ORIGINAL ARTICLE

Year: 2018 I Volume: 1 I Issue: 3 I Page: 75-79

Clinicopathological Correlation in Erythroderma

Consultant Dermatologist
2Professor, Department of dermatology, SMS Medical College & Hospital, Jaipur.
3Assistant Professor, Department of dermatology, SMS Medical College & Hospital, Jaipur.

Corresponding Author:
Dr. Uma Shankar Agarwal
397, Shree Gopal Nagar, Gopalpura Bypass, Jaipur
Email: dr.usag@gmail.com

How to cite this article:
Maheshwari A, Agarwal US, Meena RS, Purohit S, Thalore SK. Clinicopathological correlation in erythroderma. JDA Indian Journal of Clinical Dermatology. 2018;1:75-79.

Abstract:

Background: Erythroderma, or generalized exfoliative dermatitis, is a disease characterized by erythema and scaling involving more than 90% of the body’s surface. Diagnosing erythroderma is easy but finding its cause is difficult. There is a paucity of Indian studies over the etiology, clinical profile and its histopathological correlation.

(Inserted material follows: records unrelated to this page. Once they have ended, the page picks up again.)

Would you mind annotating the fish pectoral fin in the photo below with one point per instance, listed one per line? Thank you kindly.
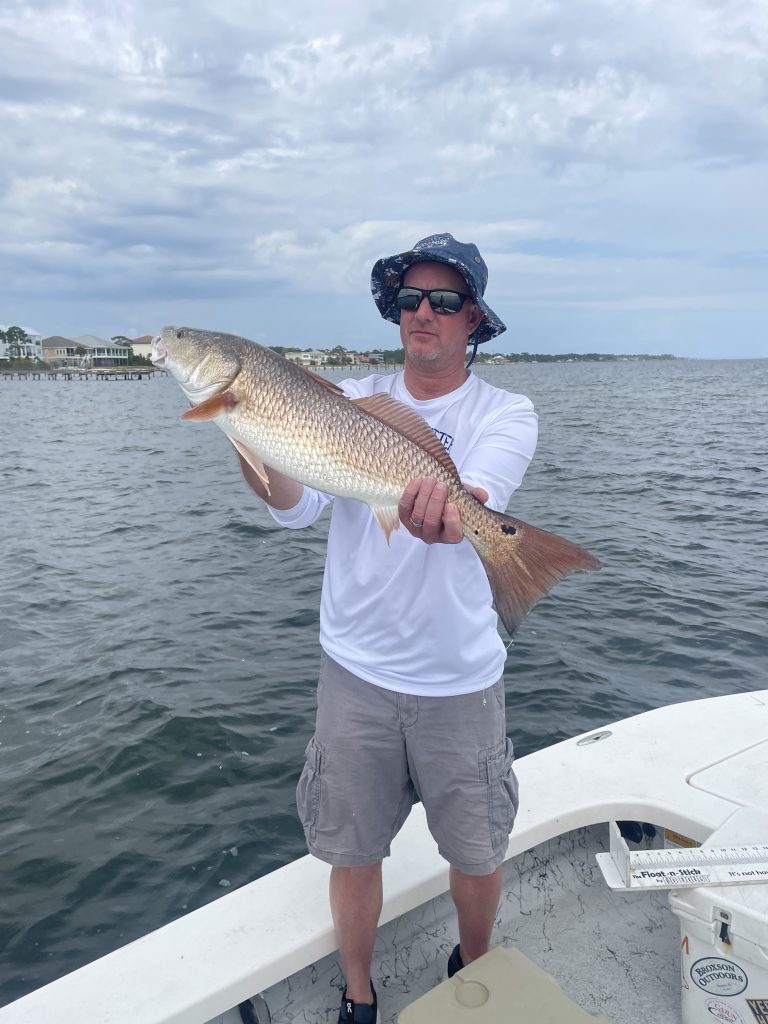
(211, 408)
(253, 461)
(387, 517)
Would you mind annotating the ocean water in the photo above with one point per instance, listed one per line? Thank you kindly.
(158, 632)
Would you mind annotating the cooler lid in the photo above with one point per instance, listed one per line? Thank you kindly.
(748, 904)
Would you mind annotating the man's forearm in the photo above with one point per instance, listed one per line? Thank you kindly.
(284, 493)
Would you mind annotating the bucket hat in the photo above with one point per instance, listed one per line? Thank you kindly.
(386, 279)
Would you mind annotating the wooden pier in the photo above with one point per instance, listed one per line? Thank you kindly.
(82, 374)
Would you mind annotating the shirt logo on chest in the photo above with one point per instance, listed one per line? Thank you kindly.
(445, 439)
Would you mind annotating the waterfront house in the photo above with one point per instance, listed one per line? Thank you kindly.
(31, 349)
(99, 352)
(58, 351)
(313, 357)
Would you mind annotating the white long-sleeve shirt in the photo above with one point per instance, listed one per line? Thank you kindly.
(408, 615)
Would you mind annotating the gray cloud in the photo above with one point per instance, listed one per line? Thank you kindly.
(603, 155)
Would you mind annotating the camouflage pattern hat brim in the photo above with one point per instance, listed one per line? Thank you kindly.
(386, 279)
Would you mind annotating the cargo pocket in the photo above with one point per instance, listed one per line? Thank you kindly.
(495, 767)
(308, 788)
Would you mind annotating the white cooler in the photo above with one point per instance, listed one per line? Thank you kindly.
(724, 938)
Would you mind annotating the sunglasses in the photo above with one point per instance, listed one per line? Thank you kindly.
(440, 299)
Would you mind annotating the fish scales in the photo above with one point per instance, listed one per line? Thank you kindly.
(285, 419)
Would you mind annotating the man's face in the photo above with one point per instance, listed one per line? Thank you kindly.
(433, 340)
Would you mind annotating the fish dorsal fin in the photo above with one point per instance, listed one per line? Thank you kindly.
(407, 422)
(324, 381)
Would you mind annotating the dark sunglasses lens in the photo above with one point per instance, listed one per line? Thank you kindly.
(440, 300)
(445, 302)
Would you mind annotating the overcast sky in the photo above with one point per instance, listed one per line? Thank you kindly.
(240, 166)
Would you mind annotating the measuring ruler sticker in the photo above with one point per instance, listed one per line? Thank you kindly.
(706, 865)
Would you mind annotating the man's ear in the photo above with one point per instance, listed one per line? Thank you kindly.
(475, 317)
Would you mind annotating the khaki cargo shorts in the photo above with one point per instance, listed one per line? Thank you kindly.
(375, 750)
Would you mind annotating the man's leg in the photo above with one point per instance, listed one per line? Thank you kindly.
(476, 898)
(355, 905)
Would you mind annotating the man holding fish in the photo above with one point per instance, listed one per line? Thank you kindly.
(383, 726)
(411, 692)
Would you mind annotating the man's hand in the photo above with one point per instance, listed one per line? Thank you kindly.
(426, 514)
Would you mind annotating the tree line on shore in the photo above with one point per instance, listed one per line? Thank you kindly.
(15, 339)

Aims and objectives: To assess the demographic profile, clinical features and histopathological correlation in erythroderma patients.

Material and Methods: We registered all patients of erythroderma consecutively from January 2013 to December 2014. After a thorough history and clinical examination, a provisional clinical diagnosis was made. We performed biopsy from two representative sites of patient and it was sent for histopathological examination. The slides were examined by three independent observers without any relevant clinical information. The clinical diagnosis was matched with the blinded microscopical diagnosis.

Results: A total of 66 patients were enrolled in this study. The mean age of the study group was 53.7±16.56 years (Range: 14 to 86 years) with male outnumbering female in a ratio of 3.4:1. Most common cause of erythroderma noted in the study was eczema of various types (53.03%), followed by psoriasis (30.30%), drug induced (12.12%), lymphoma (1.515%), mycosis fungoides (1.515%) and idiopathic (1.515%). Clinico-pathological correlation occured in about 67% (range: 63.6% to 68.2%) of patients (k value 0.495 to 0.572).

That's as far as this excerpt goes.